Steven Kelly schrieb am 14.05.2008 14:02 Uhr:
>> Do you use bundles?
> yes
>> If so, how do you use them, and why?
>
> - To collect our code together in the browsers
Same here. We develop about ten different products with ca. 40
developers, and the product I have worked on has four different variants
(two very similar clients for different user groups, a mobile/offline
version, and a batch processor). There is a group developing basic
libraries, and some products include components from up to three other
products. These components are grouped in bundles, because we usually
want to load all of their packages. If we only need some of them, that
can still be done. The development images typically contains hundreds of
packages in addition to the VisualWorks base. Bundles and sub-bundles
are necessary to be able to navigate in such a large code base, and to
define the contents of product variants in a simple way.
> - To version our code together, and provide a place for an overview of
> all the individual packages' version comments
+1
> - To make loading our code easier (smaller number of components +
> versions)
Definitely. We usually don't define prerequisites at the package level,
except when a package can be used in isolation.
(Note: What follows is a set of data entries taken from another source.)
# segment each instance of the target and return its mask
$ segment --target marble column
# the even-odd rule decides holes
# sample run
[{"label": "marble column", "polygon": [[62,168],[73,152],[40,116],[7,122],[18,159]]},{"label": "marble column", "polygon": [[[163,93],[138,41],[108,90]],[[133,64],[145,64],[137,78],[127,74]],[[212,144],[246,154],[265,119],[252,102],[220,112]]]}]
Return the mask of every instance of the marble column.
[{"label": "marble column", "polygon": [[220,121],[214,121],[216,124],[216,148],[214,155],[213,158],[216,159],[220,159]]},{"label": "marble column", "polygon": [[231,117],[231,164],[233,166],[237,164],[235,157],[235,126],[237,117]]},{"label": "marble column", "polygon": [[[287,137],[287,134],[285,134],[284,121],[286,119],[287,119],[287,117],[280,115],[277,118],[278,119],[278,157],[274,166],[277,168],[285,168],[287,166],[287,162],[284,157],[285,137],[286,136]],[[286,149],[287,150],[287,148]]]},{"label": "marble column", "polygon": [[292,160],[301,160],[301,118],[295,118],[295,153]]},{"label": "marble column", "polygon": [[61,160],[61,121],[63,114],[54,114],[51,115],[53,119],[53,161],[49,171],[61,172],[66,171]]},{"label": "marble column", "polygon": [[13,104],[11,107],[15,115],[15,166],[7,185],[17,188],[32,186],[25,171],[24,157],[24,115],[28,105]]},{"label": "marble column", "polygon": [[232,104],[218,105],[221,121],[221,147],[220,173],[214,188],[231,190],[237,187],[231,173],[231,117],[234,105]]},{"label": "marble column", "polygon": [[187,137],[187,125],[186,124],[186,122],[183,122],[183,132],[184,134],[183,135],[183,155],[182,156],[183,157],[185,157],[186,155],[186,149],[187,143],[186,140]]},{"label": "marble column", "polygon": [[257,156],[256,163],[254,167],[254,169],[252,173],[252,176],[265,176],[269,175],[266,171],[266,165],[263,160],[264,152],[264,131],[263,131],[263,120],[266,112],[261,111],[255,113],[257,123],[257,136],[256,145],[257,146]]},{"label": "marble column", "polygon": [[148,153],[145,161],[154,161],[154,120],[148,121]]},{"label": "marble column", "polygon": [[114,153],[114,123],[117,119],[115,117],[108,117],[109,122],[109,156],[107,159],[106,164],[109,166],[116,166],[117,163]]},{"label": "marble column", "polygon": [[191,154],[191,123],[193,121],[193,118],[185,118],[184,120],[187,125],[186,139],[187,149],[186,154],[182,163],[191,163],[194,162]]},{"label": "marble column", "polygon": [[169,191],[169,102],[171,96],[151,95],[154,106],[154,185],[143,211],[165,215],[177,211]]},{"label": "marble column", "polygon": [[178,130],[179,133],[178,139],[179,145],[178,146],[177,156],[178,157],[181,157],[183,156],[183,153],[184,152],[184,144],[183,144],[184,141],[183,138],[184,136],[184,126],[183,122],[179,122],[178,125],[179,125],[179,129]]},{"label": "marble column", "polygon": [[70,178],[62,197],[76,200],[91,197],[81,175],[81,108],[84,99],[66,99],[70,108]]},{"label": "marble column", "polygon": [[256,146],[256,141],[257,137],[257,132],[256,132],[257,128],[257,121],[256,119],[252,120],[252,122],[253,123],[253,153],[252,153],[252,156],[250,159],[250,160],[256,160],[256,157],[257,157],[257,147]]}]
We use bundles to keep
related packages together, which also ensures that the have the right
versions loaded - ensuring this in a consistent way with prerequisites
only would be a maintenance nightmare. We use prerequisites at the
bundle level, and the prerequisites are mostly bundles. We have tool
support which updates the prerequisite versions from what's loaded in
the image, which makes baselining very simple.
> - We mostly have bundles that only contain packages, and each package is
> only in one bundle
We have sub-bundles, and usually a package is in only one bundle. There
are a few exceptions, but we try to avoid them.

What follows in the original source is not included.